The most famous landmark in Rethymno, the Egyptian Lighthouse sits in the middle of the Venetian harbour. The different names of the lighthouse and harbour may seem confusing, but the Egyptian Lighthouse was built during the 1830s during the time when the Ottoman Empire controlled the island and gave it to the Egyptians.
We start our tour with a visit to the Venetian citadel, the Fortezza. When it was built (1573-1580), on the hill once occupied by ancient Rithymna, it was the largest fortress on Crete. High up on the battlements, you will feel the salty breeze from the Sea of Crete; we will walk along the old defensive trenches, between the towers, bastions and gates, among the solitary palm trees. Here, too, is the Erofyli open-air theatre, which hosts the celebrated Renaissance Festival every summer.
Our walk continues through the Old town, a colourful labyrinth of Venetian mansions, exquisite courtyards, historic churches, minaret mosques and elaborate fountains. We pass by the Rimondi fountain, built by Venetians and which still serves fresh water from its three lion heads, the Venetian Loggia, a beautiful and prominent building in the middle of town, housing a market for art reproductions, the Guora Gate which is part of the former Venetian City Walls, and was once one of the main entryways into the city.
We will see the Neratze Mosque, with its three domes and 27m-tall minaret and the Church of St.
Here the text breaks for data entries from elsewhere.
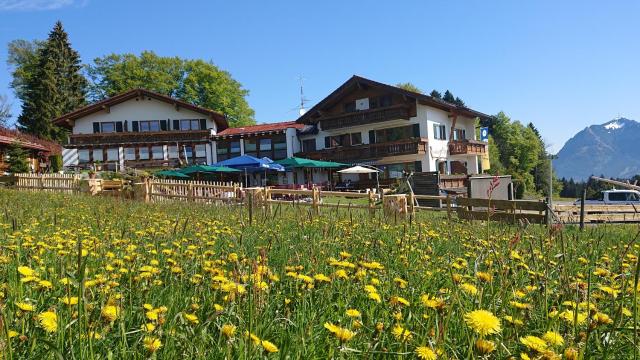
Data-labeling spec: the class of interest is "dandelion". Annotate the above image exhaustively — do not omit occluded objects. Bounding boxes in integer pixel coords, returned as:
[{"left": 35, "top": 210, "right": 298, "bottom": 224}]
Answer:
[
  {"left": 415, "top": 346, "right": 436, "bottom": 360},
  {"left": 520, "top": 335, "right": 548, "bottom": 353},
  {"left": 260, "top": 340, "right": 278, "bottom": 353},
  {"left": 220, "top": 324, "right": 236, "bottom": 338},
  {"left": 38, "top": 311, "right": 58, "bottom": 333},
  {"left": 142, "top": 336, "right": 162, "bottom": 353},
  {"left": 464, "top": 310, "right": 502, "bottom": 336}
]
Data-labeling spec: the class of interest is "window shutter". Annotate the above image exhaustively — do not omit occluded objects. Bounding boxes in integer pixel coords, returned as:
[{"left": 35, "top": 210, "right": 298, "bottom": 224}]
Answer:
[{"left": 413, "top": 124, "right": 420, "bottom": 137}]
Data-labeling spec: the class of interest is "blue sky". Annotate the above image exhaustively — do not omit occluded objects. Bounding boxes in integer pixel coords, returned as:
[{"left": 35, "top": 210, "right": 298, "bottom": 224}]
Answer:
[{"left": 0, "top": 0, "right": 640, "bottom": 151}]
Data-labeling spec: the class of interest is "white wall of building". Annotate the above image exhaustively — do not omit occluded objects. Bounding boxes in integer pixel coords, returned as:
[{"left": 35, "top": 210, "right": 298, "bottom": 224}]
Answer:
[{"left": 73, "top": 98, "right": 217, "bottom": 134}]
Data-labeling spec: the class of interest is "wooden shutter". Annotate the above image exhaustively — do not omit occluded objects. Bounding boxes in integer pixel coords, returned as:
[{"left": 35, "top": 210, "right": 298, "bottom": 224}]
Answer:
[{"left": 413, "top": 124, "right": 420, "bottom": 137}]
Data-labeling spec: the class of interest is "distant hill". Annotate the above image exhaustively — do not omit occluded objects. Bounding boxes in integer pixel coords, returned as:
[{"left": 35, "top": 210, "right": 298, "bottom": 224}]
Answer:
[{"left": 553, "top": 118, "right": 640, "bottom": 180}]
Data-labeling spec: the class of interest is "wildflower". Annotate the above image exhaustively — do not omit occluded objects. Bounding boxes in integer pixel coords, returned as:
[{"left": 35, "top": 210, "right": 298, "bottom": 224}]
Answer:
[
  {"left": 261, "top": 340, "right": 278, "bottom": 353},
  {"left": 16, "top": 302, "right": 36, "bottom": 311},
  {"left": 391, "top": 325, "right": 413, "bottom": 341},
  {"left": 220, "top": 324, "right": 236, "bottom": 338},
  {"left": 416, "top": 346, "right": 436, "bottom": 360},
  {"left": 520, "top": 335, "right": 548, "bottom": 352},
  {"left": 464, "top": 310, "right": 502, "bottom": 336},
  {"left": 347, "top": 309, "right": 362, "bottom": 318},
  {"left": 38, "top": 311, "right": 58, "bottom": 332},
  {"left": 100, "top": 305, "right": 120, "bottom": 322},
  {"left": 542, "top": 331, "right": 564, "bottom": 346},
  {"left": 142, "top": 336, "right": 162, "bottom": 353},
  {"left": 324, "top": 322, "right": 356, "bottom": 342}
]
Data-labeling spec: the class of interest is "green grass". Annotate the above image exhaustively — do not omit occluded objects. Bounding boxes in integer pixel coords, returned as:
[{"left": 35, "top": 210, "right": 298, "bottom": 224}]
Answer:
[{"left": 0, "top": 190, "right": 640, "bottom": 359}]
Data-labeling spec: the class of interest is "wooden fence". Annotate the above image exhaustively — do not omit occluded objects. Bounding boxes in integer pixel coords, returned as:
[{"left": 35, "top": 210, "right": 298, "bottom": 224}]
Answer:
[
  {"left": 149, "top": 179, "right": 241, "bottom": 203},
  {"left": 14, "top": 174, "right": 80, "bottom": 193},
  {"left": 456, "top": 198, "right": 548, "bottom": 224},
  {"left": 553, "top": 204, "right": 640, "bottom": 224}
]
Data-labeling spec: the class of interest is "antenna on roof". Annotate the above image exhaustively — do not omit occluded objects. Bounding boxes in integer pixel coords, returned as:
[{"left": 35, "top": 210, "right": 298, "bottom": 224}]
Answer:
[{"left": 298, "top": 75, "right": 309, "bottom": 116}]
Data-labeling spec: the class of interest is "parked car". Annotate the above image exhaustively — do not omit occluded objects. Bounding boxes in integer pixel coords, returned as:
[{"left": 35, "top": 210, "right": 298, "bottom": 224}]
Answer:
[{"left": 574, "top": 189, "right": 640, "bottom": 205}]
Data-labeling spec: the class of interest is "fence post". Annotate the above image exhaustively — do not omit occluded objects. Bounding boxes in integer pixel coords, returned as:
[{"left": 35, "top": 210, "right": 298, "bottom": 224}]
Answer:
[{"left": 580, "top": 188, "right": 587, "bottom": 231}]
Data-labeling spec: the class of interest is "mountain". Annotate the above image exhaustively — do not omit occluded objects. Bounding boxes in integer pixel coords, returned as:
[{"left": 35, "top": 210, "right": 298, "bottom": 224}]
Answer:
[{"left": 553, "top": 118, "right": 640, "bottom": 180}]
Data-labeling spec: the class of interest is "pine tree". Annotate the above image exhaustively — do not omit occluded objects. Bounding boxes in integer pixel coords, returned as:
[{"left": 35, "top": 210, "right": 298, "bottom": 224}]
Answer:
[
  {"left": 442, "top": 90, "right": 456, "bottom": 104},
  {"left": 7, "top": 143, "right": 29, "bottom": 174},
  {"left": 18, "top": 21, "right": 87, "bottom": 141}
]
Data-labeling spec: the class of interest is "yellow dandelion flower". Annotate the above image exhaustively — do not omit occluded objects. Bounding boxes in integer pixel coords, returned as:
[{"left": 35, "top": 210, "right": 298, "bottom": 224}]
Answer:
[
  {"left": 415, "top": 346, "right": 437, "bottom": 360},
  {"left": 38, "top": 311, "right": 58, "bottom": 332},
  {"left": 464, "top": 310, "right": 502, "bottom": 336}
]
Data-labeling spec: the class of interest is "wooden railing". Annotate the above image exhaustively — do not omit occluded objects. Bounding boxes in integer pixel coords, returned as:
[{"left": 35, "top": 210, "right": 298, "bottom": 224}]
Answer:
[
  {"left": 69, "top": 130, "right": 211, "bottom": 145},
  {"left": 296, "top": 138, "right": 427, "bottom": 163},
  {"left": 449, "top": 140, "right": 487, "bottom": 155},
  {"left": 14, "top": 174, "right": 80, "bottom": 193},
  {"left": 319, "top": 104, "right": 411, "bottom": 130},
  {"left": 553, "top": 204, "right": 640, "bottom": 224}
]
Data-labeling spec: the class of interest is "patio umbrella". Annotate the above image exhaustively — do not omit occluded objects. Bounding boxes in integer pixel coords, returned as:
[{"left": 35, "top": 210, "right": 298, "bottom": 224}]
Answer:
[{"left": 154, "top": 170, "right": 189, "bottom": 179}]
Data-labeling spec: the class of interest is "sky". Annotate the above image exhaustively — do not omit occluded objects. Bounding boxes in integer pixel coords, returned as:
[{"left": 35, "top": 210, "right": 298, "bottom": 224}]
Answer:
[{"left": 0, "top": 0, "right": 640, "bottom": 152}]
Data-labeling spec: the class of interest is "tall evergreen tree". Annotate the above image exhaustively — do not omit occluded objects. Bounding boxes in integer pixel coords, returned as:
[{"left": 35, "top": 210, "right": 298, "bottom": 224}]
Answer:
[
  {"left": 18, "top": 21, "right": 87, "bottom": 141},
  {"left": 442, "top": 90, "right": 456, "bottom": 104}
]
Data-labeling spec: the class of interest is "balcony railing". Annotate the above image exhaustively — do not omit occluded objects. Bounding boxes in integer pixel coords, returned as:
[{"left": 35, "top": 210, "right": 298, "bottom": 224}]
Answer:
[
  {"left": 449, "top": 140, "right": 487, "bottom": 155},
  {"left": 69, "top": 130, "right": 211, "bottom": 146},
  {"left": 319, "top": 104, "right": 411, "bottom": 130},
  {"left": 295, "top": 138, "right": 427, "bottom": 163}
]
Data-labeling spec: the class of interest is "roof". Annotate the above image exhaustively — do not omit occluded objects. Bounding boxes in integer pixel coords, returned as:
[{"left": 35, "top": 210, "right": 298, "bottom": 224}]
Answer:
[
  {"left": 0, "top": 127, "right": 62, "bottom": 154},
  {"left": 296, "top": 75, "right": 492, "bottom": 123},
  {"left": 216, "top": 121, "right": 305, "bottom": 137},
  {"left": 52, "top": 89, "right": 229, "bottom": 129}
]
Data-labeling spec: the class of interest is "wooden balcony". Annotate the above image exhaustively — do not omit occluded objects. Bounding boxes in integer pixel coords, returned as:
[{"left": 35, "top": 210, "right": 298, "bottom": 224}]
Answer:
[
  {"left": 69, "top": 130, "right": 211, "bottom": 146},
  {"left": 295, "top": 138, "right": 428, "bottom": 163},
  {"left": 449, "top": 140, "right": 487, "bottom": 155},
  {"left": 319, "top": 104, "right": 415, "bottom": 130}
]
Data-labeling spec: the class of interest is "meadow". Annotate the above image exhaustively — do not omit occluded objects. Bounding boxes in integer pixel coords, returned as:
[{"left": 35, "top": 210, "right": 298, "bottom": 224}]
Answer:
[{"left": 0, "top": 190, "right": 640, "bottom": 359}]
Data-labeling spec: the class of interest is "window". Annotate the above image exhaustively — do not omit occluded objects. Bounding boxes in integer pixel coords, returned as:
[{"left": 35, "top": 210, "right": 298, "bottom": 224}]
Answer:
[
  {"left": 453, "top": 129, "right": 467, "bottom": 140},
  {"left": 433, "top": 124, "right": 447, "bottom": 140},
  {"left": 180, "top": 119, "right": 200, "bottom": 130},
  {"left": 195, "top": 144, "right": 207, "bottom": 158},
  {"left": 93, "top": 149, "right": 104, "bottom": 162},
  {"left": 244, "top": 138, "right": 258, "bottom": 157},
  {"left": 351, "top": 133, "right": 362, "bottom": 145},
  {"left": 302, "top": 139, "right": 316, "bottom": 152},
  {"left": 260, "top": 139, "right": 271, "bottom": 151},
  {"left": 78, "top": 149, "right": 91, "bottom": 164},
  {"left": 124, "top": 148, "right": 136, "bottom": 161},
  {"left": 107, "top": 148, "right": 120, "bottom": 161},
  {"left": 168, "top": 145, "right": 180, "bottom": 159},
  {"left": 138, "top": 120, "right": 160, "bottom": 131},
  {"left": 151, "top": 145, "right": 164, "bottom": 160},
  {"left": 100, "top": 122, "right": 116, "bottom": 133},
  {"left": 138, "top": 146, "right": 149, "bottom": 160}
]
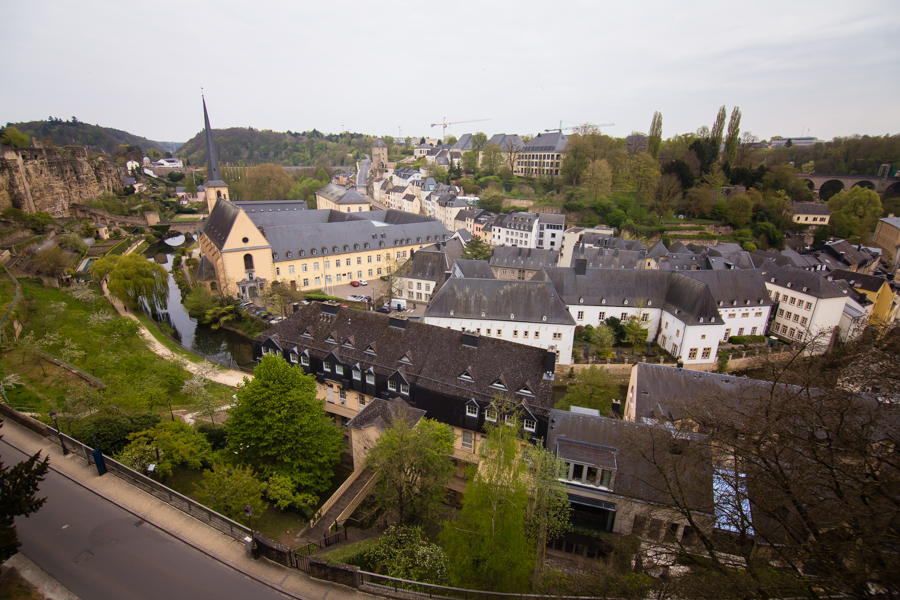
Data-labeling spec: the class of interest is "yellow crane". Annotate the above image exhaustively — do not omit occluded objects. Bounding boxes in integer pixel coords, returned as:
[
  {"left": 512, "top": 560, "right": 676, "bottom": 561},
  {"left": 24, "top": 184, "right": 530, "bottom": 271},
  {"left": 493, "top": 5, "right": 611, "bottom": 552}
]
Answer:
[{"left": 431, "top": 117, "right": 490, "bottom": 140}]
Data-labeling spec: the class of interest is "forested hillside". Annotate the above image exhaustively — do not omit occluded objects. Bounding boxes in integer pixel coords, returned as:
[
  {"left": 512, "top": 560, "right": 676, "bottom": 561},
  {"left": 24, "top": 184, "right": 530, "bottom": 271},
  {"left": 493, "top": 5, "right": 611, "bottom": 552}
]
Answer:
[
  {"left": 7, "top": 117, "right": 179, "bottom": 158},
  {"left": 177, "top": 127, "right": 374, "bottom": 167}
]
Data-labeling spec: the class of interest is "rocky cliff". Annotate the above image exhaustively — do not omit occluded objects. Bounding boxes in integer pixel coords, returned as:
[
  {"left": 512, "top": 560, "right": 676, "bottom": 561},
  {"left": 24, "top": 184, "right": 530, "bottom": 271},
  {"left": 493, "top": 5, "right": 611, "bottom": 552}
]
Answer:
[{"left": 0, "top": 146, "right": 122, "bottom": 217}]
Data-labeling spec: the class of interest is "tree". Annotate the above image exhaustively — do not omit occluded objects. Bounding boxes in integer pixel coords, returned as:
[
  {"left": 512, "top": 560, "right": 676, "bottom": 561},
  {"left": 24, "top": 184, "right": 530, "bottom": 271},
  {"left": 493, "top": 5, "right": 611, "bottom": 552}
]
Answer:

Francis, that today houses the Archaeological Museum of Rethymno, before heading to the workshop of Hatziparashos, (probably) the last baker who keeps alive the tradition of making filo sheets and kataifi pastry by hand. Here we have the chance to taste some baklava and other Greek desserts made by his wife, than we return on the shopping streets for an hour of leisurely walk and souvenirs hunting. Lunch will be served in one of the traditional taverns of the Old Town, with a choice of traditional dishes, vegetarian and meat based.